# 3 Points in a line!

by sutupidmath
Tags: line, points
 P: 1,635 I encountered a problem where it asked us to show whether 3 points belong to a straight line in 3D. I have worked such problems in 2D before, but never in 3D, so i tried to carry out the same idea here as well. I understand that to do such a thing as a way one could start by first deriving the eq. of such a line that connects two points,(using some vector algebra i would think), and then test whether the coordinates of the third point satisfy the equations, however i am interested to know whether the following method would work as well. In fact it worked for 2 or 3 cases that i tested, but i don't know how would i show that it is valid in general. I started by assuming that since we are working in 3D, we are gonna have slopes with respect to the x-axis and y-axis as well. Say we have three points in space: $$P_1(x_1,y_1,z_1),P_2(x_2,y_2,z_2),P_3(x_3,y_3,z_3)$$ Now the slopes with respect to x-axis and y-axis respectively would be: (i) for the segment(line) $$\bar{P_1P_2}$$ $$\frac{z_2-z_1}{x_2-x_1}, \frac{z_2-z_1}{y_2-y_1}$$ (ii) for $$\bar {P_1P_3}$$ $$\frac{z_3-z_1}{x_3-x_1},\frac{z_3-z_1}{y_3-y_1}$$ (iii) for $$\bar {P_2P_3}$$ $$\frac{z_3-z_2}{x_3-x_2},\frac{z_3-z_2}{y_3-y_2}$$ Now, in order for these points to lie on a straight line, their slopes w.r.t x and y have to be equal. Also, after we set them equal, i managed with some elementary algebraic manipulations to come with a single relation, which worked for those same cases i tested: $$\frac{z_2-z_1}{z_3-z_1}=\frac{y_2-y_1}{y_3-y_1}=\frac{x_2-x_1}{x_3-x_1}$$ THis last expression, indeed, turned out to be not the only one, with some slightly different manipulatoins i could come up with simmilar relations which seemed to work as well. So any feedback? THnx in advance.

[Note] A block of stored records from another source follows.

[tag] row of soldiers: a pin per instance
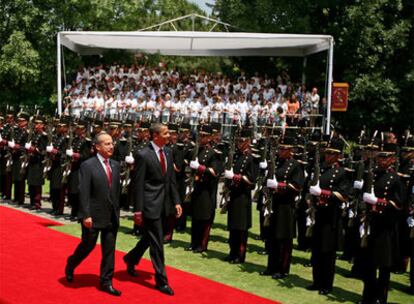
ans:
(303, 184)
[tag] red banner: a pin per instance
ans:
(339, 96)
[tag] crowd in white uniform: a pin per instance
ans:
(118, 90)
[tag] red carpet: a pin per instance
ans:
(32, 261)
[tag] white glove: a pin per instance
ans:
(194, 164)
(129, 159)
(358, 184)
(69, 152)
(362, 231)
(410, 222)
(271, 183)
(315, 190)
(309, 221)
(263, 165)
(228, 174)
(370, 198)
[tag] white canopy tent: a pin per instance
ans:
(193, 43)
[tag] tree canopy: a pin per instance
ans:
(373, 50)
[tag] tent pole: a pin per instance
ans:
(330, 79)
(59, 75)
(305, 61)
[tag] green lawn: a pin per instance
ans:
(246, 276)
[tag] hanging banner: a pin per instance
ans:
(340, 96)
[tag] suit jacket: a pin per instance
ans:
(97, 200)
(155, 194)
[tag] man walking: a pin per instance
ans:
(156, 194)
(99, 211)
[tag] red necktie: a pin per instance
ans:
(108, 172)
(162, 162)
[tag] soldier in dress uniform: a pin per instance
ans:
(407, 176)
(332, 190)
(206, 169)
(17, 144)
(57, 151)
(185, 147)
(36, 150)
(384, 204)
(243, 177)
(178, 158)
(81, 151)
(287, 185)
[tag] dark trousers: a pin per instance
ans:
(35, 193)
(169, 223)
(280, 255)
(7, 185)
(152, 238)
(87, 244)
(58, 199)
(376, 288)
(181, 222)
(200, 233)
(238, 244)
(323, 269)
(19, 189)
(74, 203)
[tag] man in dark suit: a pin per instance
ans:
(99, 187)
(155, 197)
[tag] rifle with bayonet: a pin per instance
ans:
(126, 174)
(67, 164)
(225, 194)
(268, 193)
(47, 161)
(262, 175)
(9, 153)
(25, 158)
(315, 181)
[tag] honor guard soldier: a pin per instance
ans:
(384, 203)
(17, 145)
(287, 185)
(185, 145)
(36, 148)
(243, 177)
(178, 159)
(407, 175)
(81, 150)
(331, 190)
(57, 152)
(206, 169)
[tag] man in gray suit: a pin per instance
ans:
(99, 187)
(155, 197)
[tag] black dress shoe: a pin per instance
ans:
(130, 267)
(68, 274)
(165, 289)
(324, 291)
(111, 290)
(312, 287)
(278, 276)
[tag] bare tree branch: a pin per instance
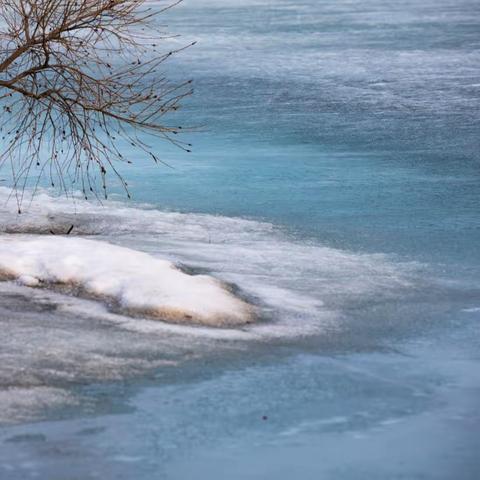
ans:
(78, 78)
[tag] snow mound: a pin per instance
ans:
(133, 281)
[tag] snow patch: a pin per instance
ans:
(137, 282)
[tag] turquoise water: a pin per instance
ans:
(335, 182)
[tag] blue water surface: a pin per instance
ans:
(350, 125)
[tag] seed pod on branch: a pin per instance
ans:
(77, 79)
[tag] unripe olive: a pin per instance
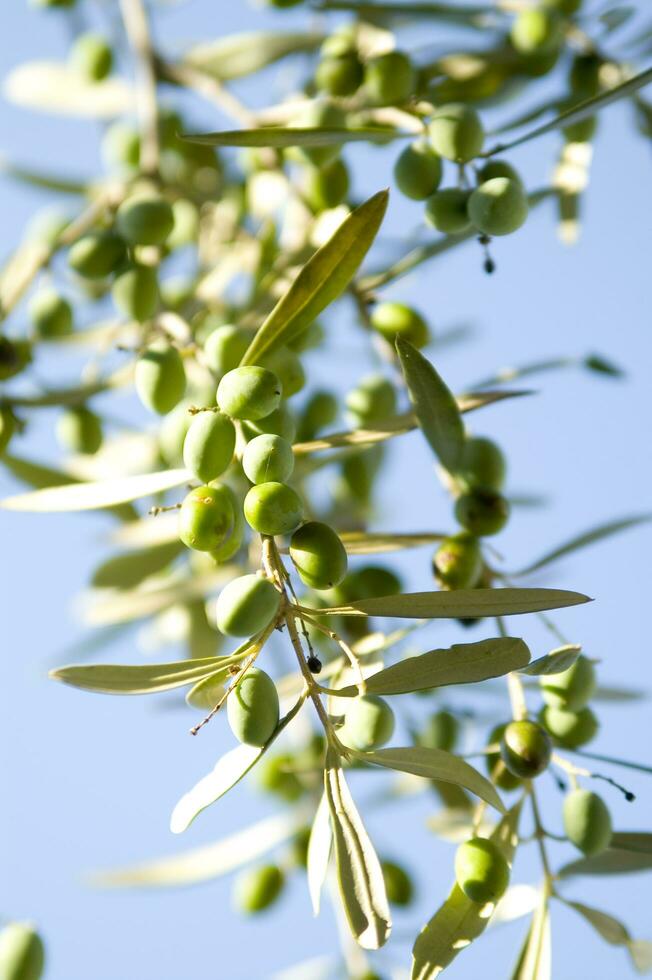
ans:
(145, 219)
(587, 821)
(483, 464)
(249, 392)
(457, 563)
(135, 292)
(373, 400)
(268, 458)
(573, 688)
(318, 555)
(398, 883)
(498, 771)
(570, 729)
(327, 186)
(536, 31)
(80, 431)
(525, 748)
(368, 723)
(393, 320)
(482, 512)
(339, 75)
(207, 517)
(92, 57)
(447, 211)
(160, 378)
(481, 870)
(258, 888)
(22, 956)
(390, 78)
(7, 427)
(440, 731)
(418, 171)
(456, 132)
(253, 706)
(273, 508)
(51, 314)
(499, 206)
(97, 254)
(209, 445)
(224, 348)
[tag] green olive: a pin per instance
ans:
(390, 78)
(268, 458)
(249, 392)
(80, 431)
(340, 74)
(570, 729)
(482, 512)
(393, 320)
(368, 723)
(447, 211)
(456, 132)
(209, 445)
(398, 883)
(258, 888)
(587, 821)
(160, 377)
(273, 508)
(207, 517)
(418, 171)
(92, 57)
(135, 292)
(252, 706)
(525, 749)
(318, 555)
(573, 688)
(499, 206)
(481, 870)
(373, 400)
(51, 314)
(145, 219)
(483, 464)
(457, 563)
(22, 956)
(97, 254)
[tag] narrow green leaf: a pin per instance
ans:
(463, 663)
(230, 769)
(359, 873)
(459, 920)
(321, 280)
(461, 604)
(554, 662)
(584, 539)
(434, 405)
(435, 764)
(95, 496)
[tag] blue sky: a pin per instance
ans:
(90, 781)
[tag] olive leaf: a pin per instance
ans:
(584, 539)
(463, 663)
(359, 874)
(461, 603)
(434, 764)
(434, 405)
(230, 769)
(320, 845)
(615, 933)
(98, 495)
(459, 920)
(321, 280)
(554, 662)
(205, 863)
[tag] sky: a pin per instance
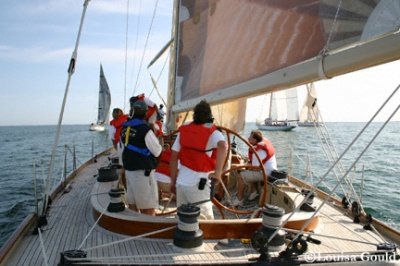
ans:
(37, 38)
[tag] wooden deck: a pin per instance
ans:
(70, 220)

 Math Emeritus Sci Advisor Thanks PF Gold P: 39,310 The line through the points $(x_1, y_1, z_1)$ and $(x_2, y_2, z_2)$ is given by $x= x_1+ (x_2-x_1)t$ $y= y_1+ (y_2-y_1)t$ $z= z_1+ (z_2-z_1)t$ If t= 0, that gives $(x_1, y_1, z_1)$ and when t= 1, $(x_2, y_2, z_2)$. Since a line is determined by two points that is all you need. Now, to determine whether $(x_3, y_3, z_3)$ is on that line, try to solve: $x_3= x_1+ (x_2-x_1)t$ $y_3= y_1+ (y_2-y_1)t$ $z_3= z_1+ (z_2-z_1)t$ See if that can be solved for a single value of t. Solve, say, the first equation for t and the see if it also satisfies the other two equations. If so the point is on the line, if not, the point is not on the line.